Seven new sculptures have been installed along the lakeshore with one in the roundabout at Front Street.
With the ongoing pandemic, the Penticton Public Sculpture Exhibition kicked off virtually once more with access to a walking app in place of a traditional walking tour.
“There’s no denying that the COVID-19 pandemic has continued to push us to adapt and try new means of providing arts and culture to the residents of Penticton,” said Penticton city manager of recreation, arts & culture Kelsey Johnson. “We are delighted to have the opportunity to see this program continue and expand with the addition of another art piece to view along the walkway.”
The sculptures are owned by the artist and leased by the city.
The most prominent sculpture along the Lakeshore Drive promenade can be found near the SS Sicamous paddlewheeler. This is where the Raven’s Key was displayed previously.
The new sculpture is called Quantum Entanglement by sand and ice sculptor David Ducharme of Winlaw, B.C., depicting a man-beast caught between two worlds, said the artist.
Another prominent one just down the way is Joy of Life Unbalanced, a tribute to the vertically challenged dachshunds who are joyfully happy jumpers, said artist-creator Joanne Helm of Saanich.
The towering female scuba diver ‘Lost’ found in the Front Street roundabout for the last year has been removed. It found a new home overlooking Okanagan Lake.

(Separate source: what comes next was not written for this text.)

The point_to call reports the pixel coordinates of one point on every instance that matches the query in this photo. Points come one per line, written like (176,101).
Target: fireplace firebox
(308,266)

The new sculpture at the roundabout is called “Mourning’ by Revelstoke artist Kyle Thomley. It depicts 15 species that have gone extinct over the last 30 years.
Penticton’s sculpture exhibition first began in 2016 and is a year-long event designed to display a variety of sculptures for the public to enjoy.
This year’s exhibit showcases artists from around British Columbia and Alberta and will be on display from May 2021 to April 2022.
“During the past year with the pandemic, we have realized now more than ever, the importance of providing arts and culture to our community. Council and I are happy to see this program be able to continue, virtually, and see the addition of another sculpture along Lakeshore Drive to expand residents’ cultural experience,” said Mayor John Vassilaki.
But as with anything public, sculptures are at risk of vandalism and even theft.
Last month, the popular Raven’s Key had its key stolen. Another art piece called the Salmon Cycle had one of its fish stolen and had to be removed.